There was a great pair of articles recently in the New York Times discussing Stanford’s recent divestment from coal companies; an op-ed stating the case that divestment would do little, and a few responses to that argument. I think these articles really capture the debate. I agree with both sides: i.e. that the partial equilibrium of divestment should lead to absolutely zero impact on the targeted companies’ share price, profitability, or behavior. But divestment is a powerful political statement, not unlike a boycott.

Let’s back up: one can make roughly three arguments in favor of divestment:

  1. That it will reduce the share price of the targeted companies, increasing their cost of capital, in turn both reducing investment in the sector and increasing their cost of doing business.
  2. That the sector targeted for divestment is very high risk, so exposure needs to be curtailed. With respect to fossil fuels, this is the “carbon bubble” argument, which goes roughly like this: the current share prices of fossil fuel companies reflects a level of profitability they would only have if they burned more carbon than we can burn without frying Earth. So, the argument goes, eventually policy will step in and their valuations will crash.
  3. Finally, there’s the moral argument: you do not want your money invested in companies that do something you disagree with or find objectionable. Divesting, as Stanford has done, can be a powerful political statement. These political statements in turn can change the political environment.

Let’s take on these arguments in turn: first, the argument that divestment on its own will reduce the level of activity by increasing the cost of doing business. The fundamental reason this doesn’t work is that for every seller, there’s a buyer. And there are many, many, many buyers that don’t give a fuck about anything moral, and will buy these fossil assets on the cheap and drive the price back up to where it was. But let’s even say you DID succeed in impacting the cost of capital and drive up the cost of doing business; this would just raise the marginal price, helping these companies finance new investments internally. And even if you made a few more heroic assumptions about the shape of the supply curve, etc. – most energy assets (especially in the oil market) are owned by governments, so capital market prices aren’t nearly as much of a factor.

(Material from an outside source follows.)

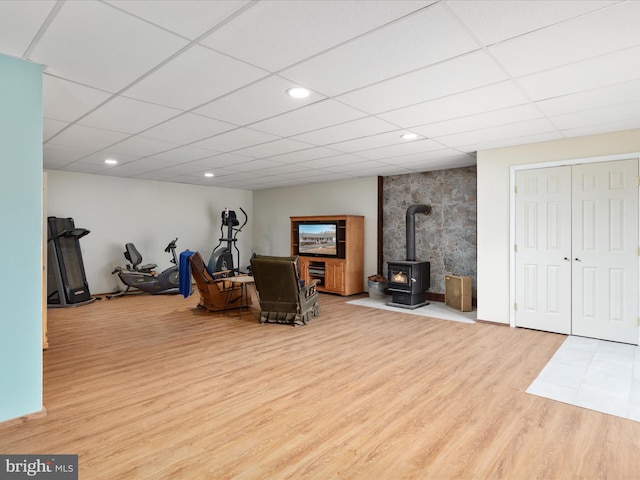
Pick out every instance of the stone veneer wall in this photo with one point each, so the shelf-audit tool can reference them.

On to the carbon bubble: I certainly hope there is a carbon bubble. I’ve devoted my young professional life to climate change, and it saddens me to think how little progress we’ve made. I hope that global policy comes around and puts fossil fuel companies out of business. But, – so the question goes – what about our financial system – don’t institutional investors depend on these companies to stay afloat? Well, yes and no. Exxon is the largest component of the S&P500, so it’s certainly going to be a part of many investment portfolios. Wouldn’t it a Bad Thing if it went bust? Well, not really. Here’s why: (a) if Exxon goes bankrupt, it’s because some other company is getting rich supplying the same energy services (i.e. Tesla), and (b) institutional investors are so widely diversified that they’ll own the “other side” of the energy transition. Exxon’s market value won’t disappear, it will be replaced. 

Finally, the moral argument. This argument resonates with me, and I support those that make this decision. There is a tricky side to it, though, because if you’re selling for non-financial reasons (and therefore at below-market prices), you’re just creating economic opportunity for less-savory people. Think the Koch brothers buying a refinery on the cheap because you were divesting – you make a below-market return, the refinery doesn’t go offline, and the worst people ever make more than the buck they deserve. Not a great outcome.

The point to all this is that there is no substitute for policies that address the underlying value of fossil fuel use. If it’s more expensive to burn gasoline and coal, we’ll do less of it. Attacks on the share prices of companies is the tail wagging the dog.